Épicène nace. Dominique sufre terribles dolores en el parto. Pero la insistencia de su marido y su amor hacia él hacen que todo esto se olvide. Que se olvide de que casi muere. Es una mujer entregada, una mujer subordinada a la voluntad de un hombre de negocios que desea prosperar en el París de los años setenta. Son sugerentes, inteligentes y muy bien hilvanadas las imágenes que Nothomb nos ofrece de aquella época. De la obsesión por seguir produciendo riqueza, a pesar de cualquier adversidad: incluso de uno mismo. El retrato de Claude es el de un hombre egoísta, caprichoso, imprevisible. Como lo era aquella sociedad en la que se pretendía entrar: una sociedad que la autora detalla con clichés, pero también con precisión. Los valores de esa burguesía hipócrita y obsesionada con el dinero (y clasista, cruel, ruin) pueden ser los de cualquier clase. Se percibe ahí una crítica un tanto naif, adolescente. No obstante, con su dosis de verdad.

El argumento de la trama sigue entre sorpresas, odios, venganzas, patetismos. Entre unas vidas que nos enseñan el fracaso del éxito, pero no cuando se fracasa, sino cuando se consigue ese éxito tan deseado. Todos creen, tanto el padre, la madre y la hija, que están actuando según sus convicciones y según lo que ellos creen correcto. Aunque el lector sepa que tan sólo son excusas para salvarse a sí mismos. Hay gradaciones, y todo se comprende cuando se lee Los nombres epicenos, pero al final se incurre, tarde o temprano, en lo que no se debe. En ese individualismo deshumanizado entre las relaciones sociales, familiares, que destruyen cualquier núcleo de convivencia. Cualquier persona.

Nothomb retrata la burguesía con precisión. Su hipocresía puede ser la de cualquier clase

Hay un saludable efectismo en la trama de la novela: algunas situaciones inesperadas, otras, hasta cierto punto, previsibles.
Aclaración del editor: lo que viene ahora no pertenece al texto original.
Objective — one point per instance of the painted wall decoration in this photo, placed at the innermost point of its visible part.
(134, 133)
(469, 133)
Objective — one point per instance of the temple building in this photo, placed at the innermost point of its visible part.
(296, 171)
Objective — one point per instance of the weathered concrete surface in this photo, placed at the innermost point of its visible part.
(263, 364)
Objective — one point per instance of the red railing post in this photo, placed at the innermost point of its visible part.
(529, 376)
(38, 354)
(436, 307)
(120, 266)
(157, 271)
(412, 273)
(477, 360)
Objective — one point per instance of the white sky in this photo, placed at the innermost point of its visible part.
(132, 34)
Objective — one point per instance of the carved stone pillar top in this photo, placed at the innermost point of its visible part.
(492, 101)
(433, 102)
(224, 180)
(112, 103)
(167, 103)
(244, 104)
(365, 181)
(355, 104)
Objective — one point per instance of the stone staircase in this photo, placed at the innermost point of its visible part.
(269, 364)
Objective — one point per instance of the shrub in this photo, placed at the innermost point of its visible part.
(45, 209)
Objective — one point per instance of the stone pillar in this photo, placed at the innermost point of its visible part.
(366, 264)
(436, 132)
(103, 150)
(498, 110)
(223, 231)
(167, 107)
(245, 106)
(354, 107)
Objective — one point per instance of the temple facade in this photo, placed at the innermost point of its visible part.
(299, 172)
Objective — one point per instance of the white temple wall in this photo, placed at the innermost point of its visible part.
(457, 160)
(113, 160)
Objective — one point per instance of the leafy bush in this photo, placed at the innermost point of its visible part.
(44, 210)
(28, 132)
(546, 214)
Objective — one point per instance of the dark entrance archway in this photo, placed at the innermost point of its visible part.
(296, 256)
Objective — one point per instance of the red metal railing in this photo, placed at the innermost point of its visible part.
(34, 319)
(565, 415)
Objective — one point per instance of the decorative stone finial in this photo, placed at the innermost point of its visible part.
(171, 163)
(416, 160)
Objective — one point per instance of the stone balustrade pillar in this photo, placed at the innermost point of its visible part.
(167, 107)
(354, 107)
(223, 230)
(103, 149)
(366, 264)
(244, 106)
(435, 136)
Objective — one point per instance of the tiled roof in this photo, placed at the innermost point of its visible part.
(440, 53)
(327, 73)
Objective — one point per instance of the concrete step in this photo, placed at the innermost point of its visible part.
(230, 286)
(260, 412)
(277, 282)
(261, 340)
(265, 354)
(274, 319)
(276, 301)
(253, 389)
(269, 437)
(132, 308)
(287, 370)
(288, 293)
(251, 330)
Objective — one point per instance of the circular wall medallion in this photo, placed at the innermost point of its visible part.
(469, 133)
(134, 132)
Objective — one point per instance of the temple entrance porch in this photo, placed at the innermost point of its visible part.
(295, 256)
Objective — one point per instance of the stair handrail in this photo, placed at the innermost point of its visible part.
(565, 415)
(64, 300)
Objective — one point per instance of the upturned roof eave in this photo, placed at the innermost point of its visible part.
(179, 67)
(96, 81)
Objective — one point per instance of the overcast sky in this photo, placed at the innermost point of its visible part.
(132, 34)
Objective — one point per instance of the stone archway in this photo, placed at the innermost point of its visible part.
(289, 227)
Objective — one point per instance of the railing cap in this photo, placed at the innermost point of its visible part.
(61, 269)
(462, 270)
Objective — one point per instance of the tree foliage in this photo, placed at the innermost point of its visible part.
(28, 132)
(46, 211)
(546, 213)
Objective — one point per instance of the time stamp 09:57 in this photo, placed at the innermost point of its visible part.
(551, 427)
Y, sobre todo, buenas frases que nos harán reflexionar y leer con detenimiento: "Lo terrible no es ser infeliz, es que serlo no tenga ningún sentido". También aparecerán Reine, con quien uno de los protagonistas, no diremos quién, mantiene una de las conversaciones más intensas y determinantes de la novela. O Samia, una niña amiga de Épicène que funciona muy bien como contrapeso de la historia. Como esa orilla de París que no resulta tan chic. De la que hay escapar. De la que, como sea, hay que mudarse.

Desde el propio título, Los nombres epicenos, la novela de Amélie Nothomb está llena de imágenes, de simbolismo, de recreaciones. Puede engañar, como engañan sus personajes, a primera vista: la escritura tan depurada, los diálogos tan escuetos. Pero detrás, o delante, hay una historia repleta de signos y de referencias que nos llevarán a reflexionar sobre la condición humana, sobre sus enigmáticas claridades. Son nombres epicenos porque no se distinguen mucho entre sí. Porque todos sus personajes conviven en una sociedad donde la dominación, el placer propio, el egoísmo, lo material…, son la raíz de la convivencia, el sentido de ser en cada uno de sus mundos.